# TSD readings?



## Gary Nelson (13 Sep 2012)

This maybe a silly question, but what should be the ideal TDS readings in a planted tank? If there is such a thing as a general good reading?

My G6 indicates 906! My weekly water change is due tomorrow and I expect going from last weeks water change it will drop to around 730 ish.

I'm a bit confused here, can anyone advise or shed some light


----------



## Iain Sutherland (13 Sep 2012)

Your G6 is telling you the Electric Conductivity not the TDS gary, while i believe they are closely related (and may even have a conversion??)  they read differently.  My G6 used to show 650 after WC and 750-800 by the end of the week which in TDS terms was 200-250 beginning of week and 350 ish by the end of the week if i believe the G6 and TDS pen and remember correctly (g6 is gone now)

Cue an expert with the science....


----------



## Iain Sutherland (13 Sep 2012)

some info here
http://www.firstrays.com/tds_and_ec.htm


----------



## Ady34 (13 Sep 2012)

Yeah as said above g6 measures conductivity and TDS is a measurement of the total dissolved solids. My g6 used to read 500+ by the end of the week but TDS measured by my TDS pen was less than 250 ppm. I tended to ignore my g6 as a reading more use it to see if it changed unusually. Depending on why you need to know I'd opt for a TDS pen.
Cheerio
Ady


----------



## viktorlantos (13 Sep 2012)

If you go with soft water i would target 120 on tds. With a bit colder water around 21-24 celsius you will see brilliant health on plants


----------



## Gary Nelson (14 Sep 2012)

Cheers for the info guys, I think I'm understanding this a bit more now


----------



## ceg4048 (15 Sep 2012)

Gary Nelson said:
			
		

> This maybe a silly question, but what should be the ideal TDS readings in a planted tank?
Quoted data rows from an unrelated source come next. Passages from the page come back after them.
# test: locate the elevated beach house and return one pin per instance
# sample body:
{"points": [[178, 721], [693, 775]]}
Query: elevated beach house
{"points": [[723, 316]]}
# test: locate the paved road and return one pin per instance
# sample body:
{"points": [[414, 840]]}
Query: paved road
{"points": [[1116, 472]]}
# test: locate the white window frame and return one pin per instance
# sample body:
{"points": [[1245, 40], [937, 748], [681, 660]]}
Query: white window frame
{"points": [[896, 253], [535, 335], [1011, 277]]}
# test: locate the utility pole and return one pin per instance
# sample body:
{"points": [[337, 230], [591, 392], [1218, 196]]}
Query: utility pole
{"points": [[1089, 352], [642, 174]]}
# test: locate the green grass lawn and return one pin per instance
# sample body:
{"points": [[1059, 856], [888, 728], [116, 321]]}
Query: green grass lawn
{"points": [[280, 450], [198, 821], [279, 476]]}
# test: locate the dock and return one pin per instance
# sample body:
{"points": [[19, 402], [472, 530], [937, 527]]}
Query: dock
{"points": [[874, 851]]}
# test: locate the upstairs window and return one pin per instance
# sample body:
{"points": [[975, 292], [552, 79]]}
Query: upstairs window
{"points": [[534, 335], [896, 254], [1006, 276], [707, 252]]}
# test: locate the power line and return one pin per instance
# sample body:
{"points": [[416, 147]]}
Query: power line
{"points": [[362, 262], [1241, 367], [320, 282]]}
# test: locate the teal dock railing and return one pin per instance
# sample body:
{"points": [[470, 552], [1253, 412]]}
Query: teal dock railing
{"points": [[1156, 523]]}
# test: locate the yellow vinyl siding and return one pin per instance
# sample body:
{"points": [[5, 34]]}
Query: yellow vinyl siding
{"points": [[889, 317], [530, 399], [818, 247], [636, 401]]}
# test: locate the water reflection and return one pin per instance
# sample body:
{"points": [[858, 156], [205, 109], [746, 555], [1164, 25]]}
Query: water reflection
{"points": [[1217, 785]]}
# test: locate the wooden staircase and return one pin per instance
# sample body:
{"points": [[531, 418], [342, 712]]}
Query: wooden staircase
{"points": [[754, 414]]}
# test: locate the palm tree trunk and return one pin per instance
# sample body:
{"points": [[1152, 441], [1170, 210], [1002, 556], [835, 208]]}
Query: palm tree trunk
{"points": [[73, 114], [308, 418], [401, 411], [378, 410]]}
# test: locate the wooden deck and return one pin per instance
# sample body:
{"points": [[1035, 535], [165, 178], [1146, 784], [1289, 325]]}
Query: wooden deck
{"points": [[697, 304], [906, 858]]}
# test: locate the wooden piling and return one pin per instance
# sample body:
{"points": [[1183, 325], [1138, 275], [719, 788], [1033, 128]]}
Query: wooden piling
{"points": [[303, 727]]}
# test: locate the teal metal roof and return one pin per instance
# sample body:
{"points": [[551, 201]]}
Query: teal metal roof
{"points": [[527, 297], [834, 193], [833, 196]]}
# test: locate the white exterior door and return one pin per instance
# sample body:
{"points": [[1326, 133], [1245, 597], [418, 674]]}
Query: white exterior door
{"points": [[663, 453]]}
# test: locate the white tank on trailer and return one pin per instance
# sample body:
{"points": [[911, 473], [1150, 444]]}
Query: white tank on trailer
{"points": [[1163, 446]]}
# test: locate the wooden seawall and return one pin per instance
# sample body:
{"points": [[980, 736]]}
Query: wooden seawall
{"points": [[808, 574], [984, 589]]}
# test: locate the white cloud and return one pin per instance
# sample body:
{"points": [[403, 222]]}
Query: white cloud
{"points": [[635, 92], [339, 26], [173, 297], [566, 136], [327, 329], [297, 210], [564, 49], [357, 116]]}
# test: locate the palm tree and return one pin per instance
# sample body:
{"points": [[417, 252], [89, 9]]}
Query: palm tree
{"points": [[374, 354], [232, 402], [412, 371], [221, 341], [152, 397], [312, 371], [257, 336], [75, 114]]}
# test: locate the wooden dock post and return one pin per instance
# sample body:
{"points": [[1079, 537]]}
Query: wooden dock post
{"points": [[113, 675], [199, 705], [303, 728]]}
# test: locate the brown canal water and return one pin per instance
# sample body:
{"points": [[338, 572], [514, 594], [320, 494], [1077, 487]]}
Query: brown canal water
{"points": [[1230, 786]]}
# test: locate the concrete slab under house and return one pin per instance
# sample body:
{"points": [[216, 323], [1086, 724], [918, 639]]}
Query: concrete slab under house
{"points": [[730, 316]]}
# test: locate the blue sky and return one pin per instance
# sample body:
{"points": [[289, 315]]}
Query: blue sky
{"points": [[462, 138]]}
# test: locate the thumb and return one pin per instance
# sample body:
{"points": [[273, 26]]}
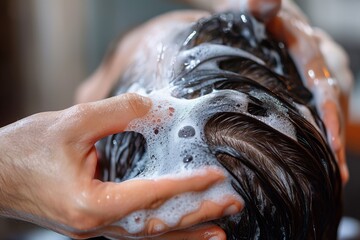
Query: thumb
{"points": [[98, 119]]}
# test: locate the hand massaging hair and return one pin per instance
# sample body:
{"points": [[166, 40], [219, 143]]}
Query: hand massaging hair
{"points": [[290, 183]]}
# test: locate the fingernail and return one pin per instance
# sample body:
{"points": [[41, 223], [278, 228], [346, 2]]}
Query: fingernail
{"points": [[146, 101], [159, 228], [231, 210], [215, 238]]}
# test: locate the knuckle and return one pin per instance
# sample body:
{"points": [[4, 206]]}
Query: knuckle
{"points": [[133, 101], [82, 221]]}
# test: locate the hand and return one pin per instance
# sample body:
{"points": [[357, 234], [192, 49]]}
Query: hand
{"points": [[47, 168]]}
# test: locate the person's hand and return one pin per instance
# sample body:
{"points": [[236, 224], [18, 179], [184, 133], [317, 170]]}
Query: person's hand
{"points": [[47, 167]]}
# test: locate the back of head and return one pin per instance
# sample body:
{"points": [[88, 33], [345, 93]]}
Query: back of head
{"points": [[286, 174]]}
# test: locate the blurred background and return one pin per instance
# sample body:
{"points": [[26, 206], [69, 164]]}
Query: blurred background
{"points": [[49, 47]]}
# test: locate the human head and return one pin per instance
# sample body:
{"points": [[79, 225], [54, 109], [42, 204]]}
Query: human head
{"points": [[286, 174]]}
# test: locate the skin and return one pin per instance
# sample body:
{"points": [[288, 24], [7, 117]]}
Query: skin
{"points": [[48, 160], [287, 24], [47, 175]]}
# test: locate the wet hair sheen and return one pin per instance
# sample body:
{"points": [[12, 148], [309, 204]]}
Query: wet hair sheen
{"points": [[291, 187]]}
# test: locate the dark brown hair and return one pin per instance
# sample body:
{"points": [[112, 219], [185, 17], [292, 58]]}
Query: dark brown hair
{"points": [[291, 186]]}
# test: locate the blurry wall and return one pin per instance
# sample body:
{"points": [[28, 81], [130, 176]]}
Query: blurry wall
{"points": [[49, 46]]}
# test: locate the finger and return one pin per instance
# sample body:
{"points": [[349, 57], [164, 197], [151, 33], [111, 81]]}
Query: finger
{"points": [[210, 211], [114, 201], [96, 120], [205, 232], [264, 10]]}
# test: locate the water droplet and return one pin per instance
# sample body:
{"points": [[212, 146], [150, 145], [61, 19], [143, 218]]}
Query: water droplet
{"points": [[137, 219], [186, 132], [188, 158]]}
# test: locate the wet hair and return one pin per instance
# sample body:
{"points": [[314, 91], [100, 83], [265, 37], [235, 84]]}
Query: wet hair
{"points": [[291, 187]]}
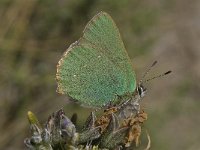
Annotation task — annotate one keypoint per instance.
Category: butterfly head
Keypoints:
(141, 90)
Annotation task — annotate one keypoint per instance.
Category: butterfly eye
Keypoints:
(141, 90)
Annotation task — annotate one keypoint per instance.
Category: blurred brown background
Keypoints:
(35, 33)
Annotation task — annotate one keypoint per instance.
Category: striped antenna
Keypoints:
(148, 70)
(158, 76)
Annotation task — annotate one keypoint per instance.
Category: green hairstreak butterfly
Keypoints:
(96, 69)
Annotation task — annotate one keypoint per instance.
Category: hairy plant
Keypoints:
(106, 132)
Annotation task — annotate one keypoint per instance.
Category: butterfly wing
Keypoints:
(96, 69)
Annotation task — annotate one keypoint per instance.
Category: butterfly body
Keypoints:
(96, 70)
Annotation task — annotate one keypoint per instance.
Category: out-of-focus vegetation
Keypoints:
(35, 33)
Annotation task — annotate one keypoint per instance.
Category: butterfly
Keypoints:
(96, 70)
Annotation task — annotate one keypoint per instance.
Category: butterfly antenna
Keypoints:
(158, 76)
(148, 70)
If there is such a thing as a general good reading?
> 
> My G6 indicates 906! My weekly water change is due tomorrow and I expect going from last weeks water change it will drop to around 730 ish.
> 
> I'm a bit confused here, can anyone advise or shed some light


I've never seen any correlation between TDS and plant health. There is a small number of species that do best in low alkalinity, such as R. macandra and Tonina, but TDS/Conductivity are measurements best ignored from a plant health perspective. Concentrate more on CO2/flow distribution and nutrition. Conductivity readings are mostly irrelevant.

Cheers,


----------